Die Schnelltests würden den Lebensalltag in der Pandemie verändern. Damit könnte jeder Schüler morgens testen, ob er infektiös ist. Wenn ja, bleibt er zu Hause in Quarantäne. Wenn nein, geht er in die Schule. Am Unterricht nehmen nur Test-negative Schüler (und Lehrer) teil, so dass unbemerkte Infektionen vermieden werden. Selbst wenn ein Testergebnis einmal falsch ausfallen sollte, würde die Infektion beim Test am nächsten Tag festgestellt. Auch das Berufsleben würde von Schnelltests profitieren. Vor größeren Besprechungen könnten Mitarbeiter sich testen, und die Gefahr von Ausbrüchen in Firmen würde geringer.

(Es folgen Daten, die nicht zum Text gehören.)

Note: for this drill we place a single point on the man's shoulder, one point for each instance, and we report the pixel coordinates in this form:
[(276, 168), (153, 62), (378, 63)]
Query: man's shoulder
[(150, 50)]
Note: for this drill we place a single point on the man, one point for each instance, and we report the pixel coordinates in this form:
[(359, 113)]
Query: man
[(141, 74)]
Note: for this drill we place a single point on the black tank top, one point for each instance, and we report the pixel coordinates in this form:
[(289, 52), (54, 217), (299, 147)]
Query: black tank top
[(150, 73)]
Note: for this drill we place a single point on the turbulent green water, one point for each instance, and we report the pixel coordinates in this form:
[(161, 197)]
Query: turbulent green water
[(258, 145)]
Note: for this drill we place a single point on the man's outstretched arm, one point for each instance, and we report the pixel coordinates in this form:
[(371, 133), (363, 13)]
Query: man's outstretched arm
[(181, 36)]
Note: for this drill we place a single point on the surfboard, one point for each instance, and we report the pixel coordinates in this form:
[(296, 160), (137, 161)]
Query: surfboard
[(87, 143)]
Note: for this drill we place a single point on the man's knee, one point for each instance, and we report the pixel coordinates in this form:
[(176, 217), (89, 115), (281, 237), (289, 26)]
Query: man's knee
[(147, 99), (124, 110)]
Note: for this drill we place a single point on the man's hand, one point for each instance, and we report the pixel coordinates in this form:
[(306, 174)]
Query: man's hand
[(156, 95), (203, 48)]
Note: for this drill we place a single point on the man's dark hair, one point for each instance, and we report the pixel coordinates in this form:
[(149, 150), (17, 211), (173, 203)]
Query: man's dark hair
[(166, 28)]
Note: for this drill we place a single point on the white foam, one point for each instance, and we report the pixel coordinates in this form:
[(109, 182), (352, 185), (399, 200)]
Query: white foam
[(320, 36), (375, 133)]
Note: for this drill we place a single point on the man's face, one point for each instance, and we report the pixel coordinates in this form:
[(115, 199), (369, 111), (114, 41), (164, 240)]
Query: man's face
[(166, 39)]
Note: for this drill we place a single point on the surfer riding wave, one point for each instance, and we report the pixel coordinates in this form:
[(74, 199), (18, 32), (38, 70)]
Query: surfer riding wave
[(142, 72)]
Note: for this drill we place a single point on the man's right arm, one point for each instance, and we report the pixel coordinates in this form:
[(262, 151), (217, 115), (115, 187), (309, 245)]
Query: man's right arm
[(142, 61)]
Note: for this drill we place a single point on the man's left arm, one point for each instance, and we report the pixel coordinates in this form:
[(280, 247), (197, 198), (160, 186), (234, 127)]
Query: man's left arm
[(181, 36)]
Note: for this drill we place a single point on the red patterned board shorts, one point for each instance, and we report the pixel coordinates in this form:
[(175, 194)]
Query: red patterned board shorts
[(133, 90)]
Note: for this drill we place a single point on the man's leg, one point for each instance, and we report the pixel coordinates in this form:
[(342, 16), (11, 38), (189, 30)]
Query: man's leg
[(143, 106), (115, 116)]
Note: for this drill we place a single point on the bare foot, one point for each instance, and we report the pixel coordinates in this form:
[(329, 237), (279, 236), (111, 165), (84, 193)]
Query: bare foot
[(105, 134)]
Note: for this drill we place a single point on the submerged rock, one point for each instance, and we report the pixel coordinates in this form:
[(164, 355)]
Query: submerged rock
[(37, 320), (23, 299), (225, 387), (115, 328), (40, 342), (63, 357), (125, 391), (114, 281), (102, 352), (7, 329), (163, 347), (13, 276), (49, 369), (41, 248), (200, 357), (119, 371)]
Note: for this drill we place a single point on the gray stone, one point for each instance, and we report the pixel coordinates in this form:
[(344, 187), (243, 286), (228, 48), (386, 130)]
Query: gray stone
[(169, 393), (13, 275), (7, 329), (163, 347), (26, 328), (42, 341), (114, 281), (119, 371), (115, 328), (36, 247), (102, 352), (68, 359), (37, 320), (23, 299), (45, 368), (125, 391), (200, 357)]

Das öffentliche Leben mit Sport und Kultur könnte für negativ getestete Personen wieder normaler gestaltet werden. Und wer gefährdete Großeltern oder chronisch Kranke besuchen möchte, könnte die Übertragungsgefahr vorher mit einem Schnelltest ausschließen und seine Lieben wieder ohne Sorge treffen.

Um diesen Fortschritt zu erreichen, müssen die Zulassungsbehörden bereits entwickelte Testsysteme für den Markt zulassen. Politiker könnten durch entsprechende Förderungen Einfluss auf den Preis der Testsysteme nehmen. Und wenn die Gesellschaft aktuell die Kosten für PCR-Tests bei Reiserückkehrern trägt, könnte sie auch Corona-Schnelltests subventionieren.

Zusammengefasst haben Corona-Schnelltests ein enormes Potenzial. Das Alltagsleben wäre weniger risikoreich, weil positiv getestete Personen frühzeitig in Quarantäne gehen könnten. Wenn die Mehrzahl der Infizierten auf diese Weise früh erkannt würde, würde die Epidemie schneller und einfacher als bisher zurückgedrängt werden können. Und das viele Monate, bevor ein Impfstoff zur Verfügung stehen wird.